This week the leading political blocs in the upcoming General Election released their respective manifestos. Jubilee sought to convince Kenyans that it needs another term to finish the job it began in 2013. NASA presented an agenda for full implementation of the 2010 Constitution, focusing on equity and inclusivity. Both documents present competing visions of where we are as a country, and where we ought to go.
On one hand, Jubilee sees the country needing further investments in infrastructure and improvements in the business environment. Its vision of government intervention in the economy is driven by the need to enable private investment. On the other hand is NASA, whose manifesto suggests a firm belief that the 2010 Constitution has not been implemented to the letter; and that the country requires a structural transformation to guarantee equitable sharing of national resources, social inclusivity, and equality before the law and the government for all Kenyans. On a spatial left-right scaling, NASA’s manifesto is decidedly to the left of Jubilee.

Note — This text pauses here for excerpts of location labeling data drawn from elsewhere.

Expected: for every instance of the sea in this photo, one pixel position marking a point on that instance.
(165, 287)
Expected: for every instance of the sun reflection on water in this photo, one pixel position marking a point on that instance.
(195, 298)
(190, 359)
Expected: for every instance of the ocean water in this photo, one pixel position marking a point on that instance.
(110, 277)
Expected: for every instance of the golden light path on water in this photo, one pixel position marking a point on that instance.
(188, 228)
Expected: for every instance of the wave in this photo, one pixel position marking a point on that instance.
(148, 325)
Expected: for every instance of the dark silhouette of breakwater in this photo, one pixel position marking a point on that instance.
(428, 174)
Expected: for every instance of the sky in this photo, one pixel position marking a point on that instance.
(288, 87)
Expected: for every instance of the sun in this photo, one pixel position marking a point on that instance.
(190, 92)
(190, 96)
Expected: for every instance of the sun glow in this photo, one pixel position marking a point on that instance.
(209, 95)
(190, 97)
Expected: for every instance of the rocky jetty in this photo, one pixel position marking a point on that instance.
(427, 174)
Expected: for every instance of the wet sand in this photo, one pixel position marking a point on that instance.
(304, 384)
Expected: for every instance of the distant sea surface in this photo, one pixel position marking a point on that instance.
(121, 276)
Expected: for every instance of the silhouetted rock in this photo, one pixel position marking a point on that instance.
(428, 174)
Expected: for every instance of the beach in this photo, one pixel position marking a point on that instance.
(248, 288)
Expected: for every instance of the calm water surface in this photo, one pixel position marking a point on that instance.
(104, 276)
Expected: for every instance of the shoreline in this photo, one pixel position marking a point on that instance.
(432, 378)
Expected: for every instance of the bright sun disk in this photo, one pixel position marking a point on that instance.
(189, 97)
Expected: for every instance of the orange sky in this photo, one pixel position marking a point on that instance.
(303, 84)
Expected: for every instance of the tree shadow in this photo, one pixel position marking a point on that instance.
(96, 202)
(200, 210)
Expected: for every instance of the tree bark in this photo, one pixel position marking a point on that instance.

Both manifestos and visions for Kenya’s future have merits and demerits. Jubilee has a case to make for working with the country we have without re-litigating the political settlement of 2010 and its implementation in 2013. Restructuring society does not always yield the desired results, and can indeed be destructive. Their vision of doing their best build infrastructure and letting hardworking Kenyans do the rest makes sense if one believes that you go to battle with the army you have. Their proposed vision of Kenya is grounded on the idea that a rising tide, even if marked by high levels of inequality, lifts all boats. Simply stated, it is a vision that prizes ends rather than means.

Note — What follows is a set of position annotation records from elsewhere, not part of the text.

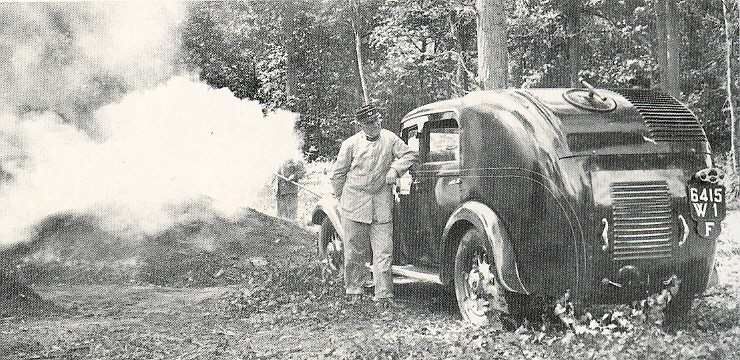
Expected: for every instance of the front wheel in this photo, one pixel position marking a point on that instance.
(481, 299)
(330, 246)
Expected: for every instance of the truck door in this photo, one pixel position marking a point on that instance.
(435, 185)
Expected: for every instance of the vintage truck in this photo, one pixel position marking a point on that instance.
(609, 195)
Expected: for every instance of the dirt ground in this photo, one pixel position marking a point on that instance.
(251, 288)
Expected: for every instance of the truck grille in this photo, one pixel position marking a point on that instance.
(666, 118)
(642, 220)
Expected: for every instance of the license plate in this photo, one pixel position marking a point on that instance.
(707, 201)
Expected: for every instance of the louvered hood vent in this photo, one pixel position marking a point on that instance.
(666, 118)
(642, 220)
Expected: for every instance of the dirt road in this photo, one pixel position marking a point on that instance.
(235, 302)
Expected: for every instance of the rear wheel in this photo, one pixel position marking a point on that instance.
(481, 299)
(331, 249)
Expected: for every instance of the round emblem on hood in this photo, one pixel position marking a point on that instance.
(589, 100)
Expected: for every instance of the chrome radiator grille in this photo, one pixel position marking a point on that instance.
(642, 220)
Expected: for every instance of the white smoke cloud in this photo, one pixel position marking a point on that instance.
(94, 119)
(72, 57)
(164, 148)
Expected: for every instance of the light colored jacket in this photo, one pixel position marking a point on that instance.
(359, 173)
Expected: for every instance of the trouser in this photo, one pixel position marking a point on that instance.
(287, 206)
(360, 240)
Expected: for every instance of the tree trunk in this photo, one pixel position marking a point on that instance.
(355, 19)
(673, 44)
(461, 74)
(492, 50)
(660, 49)
(573, 28)
(730, 100)
(290, 51)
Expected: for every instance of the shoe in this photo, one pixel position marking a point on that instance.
(387, 303)
(353, 299)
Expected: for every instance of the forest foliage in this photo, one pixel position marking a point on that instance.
(300, 54)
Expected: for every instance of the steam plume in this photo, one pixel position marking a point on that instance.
(95, 119)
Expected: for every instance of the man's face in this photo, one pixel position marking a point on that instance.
(371, 129)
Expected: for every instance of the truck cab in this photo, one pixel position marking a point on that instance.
(609, 195)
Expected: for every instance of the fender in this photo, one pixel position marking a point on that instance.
(328, 207)
(486, 220)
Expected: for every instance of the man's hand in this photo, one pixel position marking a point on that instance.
(390, 177)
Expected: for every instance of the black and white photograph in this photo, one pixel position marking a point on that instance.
(370, 179)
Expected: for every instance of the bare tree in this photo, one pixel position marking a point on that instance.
(670, 75)
(355, 19)
(573, 11)
(729, 67)
(492, 51)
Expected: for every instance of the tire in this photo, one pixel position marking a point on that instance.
(330, 247)
(481, 299)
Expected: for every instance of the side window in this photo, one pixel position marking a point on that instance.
(410, 136)
(444, 140)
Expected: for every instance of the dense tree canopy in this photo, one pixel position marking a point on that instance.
(299, 54)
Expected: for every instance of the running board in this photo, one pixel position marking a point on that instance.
(418, 273)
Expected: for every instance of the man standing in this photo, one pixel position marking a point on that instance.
(367, 165)
(287, 194)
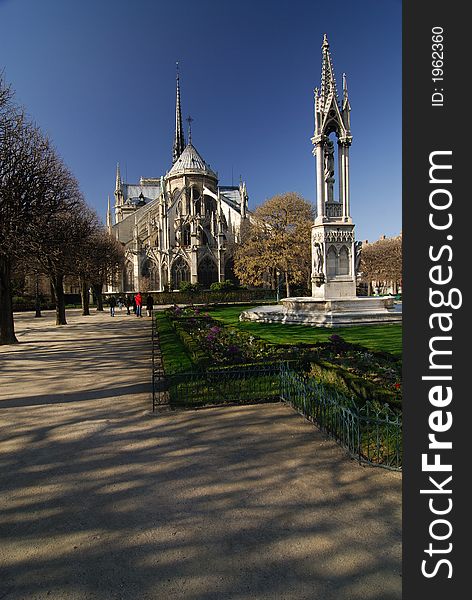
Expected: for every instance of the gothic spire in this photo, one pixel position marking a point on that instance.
(328, 81)
(179, 140)
(109, 218)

NASA’s vision of structural transformation is also valid in its own right. It prizes means and ends. Their plan appears to be informed by the idea no society can continue to cohere if there is a deep sense of structural inequality and discrimination. That we can have all the roads and bridges we need, but still flounder if a sizeable proportion of Kenyans still feel like second class citizens in their own land. It is hard to say which vision fits the country best. Kenyans who have seen their lives improve over the last four years will most certainly want to eschew any radical changes. Those who have seen their economic situation stagnate or worsen want change now. Looking at the numbers, there is ample evidence in support of either argument.
It is also worth noting that both manifestos are conspicuously missing any hard numbers on the cost of their proposed agendas. This, I believe, ought not be seen as a problem. Now that we have starkly different visions of the future from the two leading candidates, it will be up to voters to decide our collective fate. The better vision will be the one chosen by voters on August 8.